According to the National Association of Insurance Commissioners, states are finding it difficult to regulate association health plans that reach across state lines. Some  scams have duped consumers and businesses into paying for insurance that doesn't exist.

Fake insurance brokers might mimic the names of legitimate companies, and licensed insurance agents have been tricked into selling fake plans. Scams ultimately affect everyone from unpaid hospitals and health-care providers to consumers who are left with unaffordable health-care bills.
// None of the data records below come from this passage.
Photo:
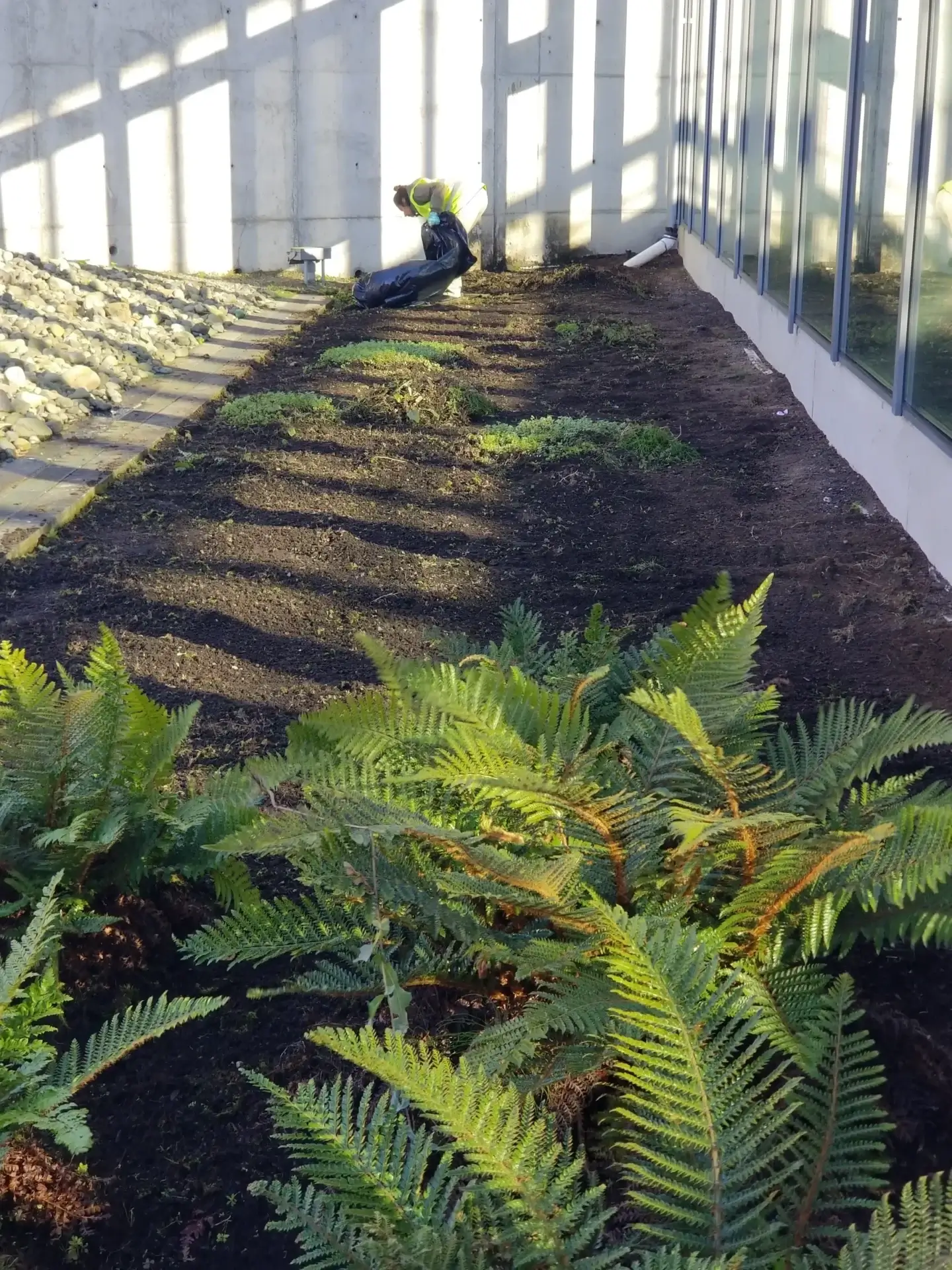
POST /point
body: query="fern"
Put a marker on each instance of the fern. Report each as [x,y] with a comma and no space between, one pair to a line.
[85,780]
[381,1175]
[706,1107]
[508,1142]
[37,1086]
[920,1241]
[843,1122]
[270,929]
[125,1033]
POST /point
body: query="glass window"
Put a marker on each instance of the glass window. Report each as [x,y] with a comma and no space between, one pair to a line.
[887,125]
[729,177]
[823,169]
[754,142]
[932,328]
[714,181]
[786,144]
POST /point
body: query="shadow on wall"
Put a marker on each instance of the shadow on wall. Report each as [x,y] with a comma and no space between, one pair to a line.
[205,136]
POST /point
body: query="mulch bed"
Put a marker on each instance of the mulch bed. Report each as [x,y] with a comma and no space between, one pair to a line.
[237,568]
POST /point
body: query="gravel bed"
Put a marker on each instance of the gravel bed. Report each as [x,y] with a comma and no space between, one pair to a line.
[74,337]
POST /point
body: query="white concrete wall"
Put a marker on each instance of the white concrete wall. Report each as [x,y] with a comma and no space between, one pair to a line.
[908,464]
[212,134]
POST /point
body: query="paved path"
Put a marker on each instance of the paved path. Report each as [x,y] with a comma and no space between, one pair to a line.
[59,478]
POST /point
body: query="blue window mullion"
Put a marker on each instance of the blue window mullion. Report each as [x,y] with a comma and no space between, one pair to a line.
[847,211]
[743,134]
[916,202]
[804,142]
[770,117]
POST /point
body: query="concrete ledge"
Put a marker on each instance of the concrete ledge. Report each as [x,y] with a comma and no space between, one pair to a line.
[54,483]
[906,462]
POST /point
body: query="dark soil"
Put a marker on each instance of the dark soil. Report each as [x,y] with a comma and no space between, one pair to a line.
[240,577]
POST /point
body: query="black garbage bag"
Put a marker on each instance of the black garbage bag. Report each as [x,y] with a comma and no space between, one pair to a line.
[448,257]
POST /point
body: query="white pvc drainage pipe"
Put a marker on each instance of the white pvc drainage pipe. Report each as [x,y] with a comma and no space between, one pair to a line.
[668,243]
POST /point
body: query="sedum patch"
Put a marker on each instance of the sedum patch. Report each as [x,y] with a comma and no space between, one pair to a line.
[383,351]
[551,440]
[263,408]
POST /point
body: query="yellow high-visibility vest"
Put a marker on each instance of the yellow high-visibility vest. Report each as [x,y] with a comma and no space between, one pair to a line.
[452,205]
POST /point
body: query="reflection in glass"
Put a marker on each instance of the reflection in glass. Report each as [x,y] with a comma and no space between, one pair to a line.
[714,181]
[823,171]
[932,329]
[786,139]
[729,177]
[887,122]
[758,81]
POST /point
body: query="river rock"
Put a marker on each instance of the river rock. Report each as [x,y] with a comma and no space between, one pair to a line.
[28,403]
[30,429]
[81,378]
[120,312]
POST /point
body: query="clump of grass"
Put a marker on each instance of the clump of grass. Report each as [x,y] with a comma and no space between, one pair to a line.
[550,440]
[263,408]
[381,352]
[640,335]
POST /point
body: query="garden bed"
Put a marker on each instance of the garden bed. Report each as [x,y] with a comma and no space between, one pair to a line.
[240,563]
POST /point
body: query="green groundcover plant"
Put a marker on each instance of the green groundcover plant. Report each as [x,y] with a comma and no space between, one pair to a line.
[668,874]
[263,408]
[383,352]
[88,786]
[551,440]
[641,335]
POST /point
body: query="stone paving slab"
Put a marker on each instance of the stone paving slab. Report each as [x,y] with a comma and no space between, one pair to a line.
[56,480]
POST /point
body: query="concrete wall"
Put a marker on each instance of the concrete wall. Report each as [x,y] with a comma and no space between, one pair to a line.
[206,134]
[906,462]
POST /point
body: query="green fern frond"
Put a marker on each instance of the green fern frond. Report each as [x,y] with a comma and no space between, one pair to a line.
[364,1150]
[922,1240]
[848,742]
[673,1259]
[927,920]
[33,949]
[125,1033]
[789,1000]
[270,929]
[706,1105]
[506,1138]
[844,1126]
[710,657]
[568,1009]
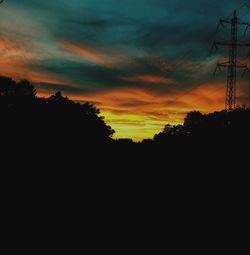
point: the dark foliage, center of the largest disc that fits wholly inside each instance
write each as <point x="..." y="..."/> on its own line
<point x="26" y="118"/>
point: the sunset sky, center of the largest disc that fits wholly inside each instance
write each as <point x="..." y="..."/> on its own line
<point x="143" y="63"/>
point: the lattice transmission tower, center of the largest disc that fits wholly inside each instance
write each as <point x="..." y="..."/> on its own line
<point x="232" y="64"/>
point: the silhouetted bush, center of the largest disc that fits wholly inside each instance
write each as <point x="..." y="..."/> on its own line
<point x="54" y="120"/>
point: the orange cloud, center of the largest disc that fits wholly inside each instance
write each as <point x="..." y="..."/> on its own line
<point x="157" y="79"/>
<point x="140" y="114"/>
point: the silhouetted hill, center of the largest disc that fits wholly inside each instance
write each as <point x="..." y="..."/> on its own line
<point x="58" y="127"/>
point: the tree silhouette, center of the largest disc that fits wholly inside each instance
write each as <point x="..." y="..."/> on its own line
<point x="56" y="118"/>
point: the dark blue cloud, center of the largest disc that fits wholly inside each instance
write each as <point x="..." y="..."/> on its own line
<point x="141" y="29"/>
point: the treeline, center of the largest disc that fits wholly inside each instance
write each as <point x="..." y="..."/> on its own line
<point x="27" y="118"/>
<point x="218" y="128"/>
<point x="57" y="121"/>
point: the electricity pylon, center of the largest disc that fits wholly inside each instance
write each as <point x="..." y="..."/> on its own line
<point x="232" y="64"/>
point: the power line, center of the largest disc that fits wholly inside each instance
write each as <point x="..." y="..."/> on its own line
<point x="232" y="64"/>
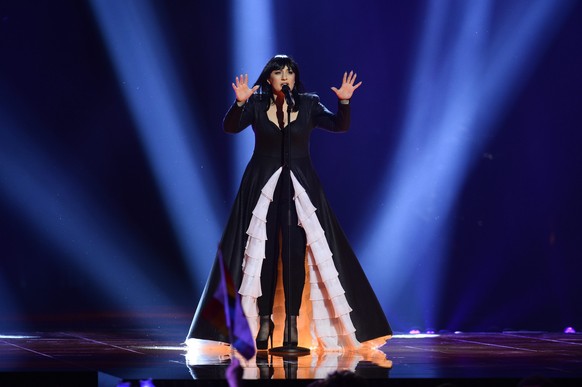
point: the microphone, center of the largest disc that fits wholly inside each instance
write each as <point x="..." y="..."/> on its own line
<point x="288" y="96"/>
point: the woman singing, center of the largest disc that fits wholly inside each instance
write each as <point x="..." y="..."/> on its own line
<point x="281" y="217"/>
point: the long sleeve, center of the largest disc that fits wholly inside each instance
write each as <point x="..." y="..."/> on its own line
<point x="238" y="117"/>
<point x="325" y="119"/>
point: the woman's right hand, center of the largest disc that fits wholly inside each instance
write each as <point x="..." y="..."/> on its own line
<point x="241" y="88"/>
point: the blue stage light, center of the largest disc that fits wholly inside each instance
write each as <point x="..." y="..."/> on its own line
<point x="62" y="212"/>
<point x="471" y="61"/>
<point x="145" y="70"/>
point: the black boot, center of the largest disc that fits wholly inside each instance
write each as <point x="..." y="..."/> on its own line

The U.S. Department of Labor and the National Association of Insurance Commissioners recommend that you:

  • Make sure that the person selling insurance is licensed by the state by asking the Florida Department of Financial Services, 1-800-342-2762 or go online to www.MyFloridaCFO.com and click on "Check out your insurance agent."
  • Confirm the insurance company is authorized to transact business in Florida by contacting the Florida Department of Financial Services, 1-800-342-2762 or go online to www.MyFloridaCFO.com and click on "Look up your insurance company." 
  • Do not confuse discount health plans or cards with health insurance.
  • Take a look at coverage and costs offered by several insurers. Comparing plans will tell you what constitutes standard coverage or cost. If you see a plan that claims to offer the same coverage as other plans but at a dramatically lower cost, ask about it. What appears to be too good to be true usually is.
  • Read the details so you know the extent of the actual coverage and the limits of the policy.
  • Request references of employers enrolled with the provider and contact them to ask about benefit payment history and claim turn-around time.
  • Beware of applications with just a few questions, coverage amounts with few limits, too generous benefits or unusually low rates. Nonrefundable deposits or fees to be paid when you apply are not normal practice for the industry.

You may download or order a copy of our free "Health Insurance Guide," a helpful resource under Consumer Guides at www.MyFloridaCFO.com.

If you think you have been taken in by phony insurance, contact the Florida Department of Financial Services at 1-800-342-2762 and the U.S. Department of Labor's Employee Benefits Security Administration at 1-866-444-3272 or www.askebsa.dol.gov.